Wie ihr wisst, mache ich an Samstagen, an denen der OFC spielt, dennoch danach gerne auch noch einen neuen Ground. So war auch das heute der Fall und ich hatte erstmal zwei
Plätze auf dem Schirm, die jeweils knapp eine Stunde Fahrzeit von Offenbach aus gewesen wären. Um realistisch zu kalkulieren muss man eben bei Spielen (inkl. Einschwörungskreisel, späterer
Beginn und den mittlerweile längeren Nachspielzeiten) sowieso mit zwei Stunden rechnen.

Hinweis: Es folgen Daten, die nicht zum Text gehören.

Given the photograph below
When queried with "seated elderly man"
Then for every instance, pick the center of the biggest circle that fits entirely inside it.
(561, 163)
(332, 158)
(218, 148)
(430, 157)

Zudem war ich heute am Bieberer Berg im VIP-Bereich und wollte nicht direkt nach Spielende aufspringen,
zudem hätte ich wegen meinen immer noch anhaltenden Knieproblemen sowieso nicht schnellen Schrittes zum Auto laufen können. Das bedeutete, dass diese beiden 17 Uhr Spiele eher unrealistisch
zu Spielbeginn zu schaffen waren. Zum Glück sah ich aber am vergangenen Wochenende noch ein Spiel im Spessart mit Anpfiff um 18:30 Uhr, das passte mir dann doch viel besser und es war
komplett ohne irgendwelche Hetzerei zu erreichen. Auch der Heimweg war danach nicht allzu weit und so nahm ich mir das in meine Planungen mit auf.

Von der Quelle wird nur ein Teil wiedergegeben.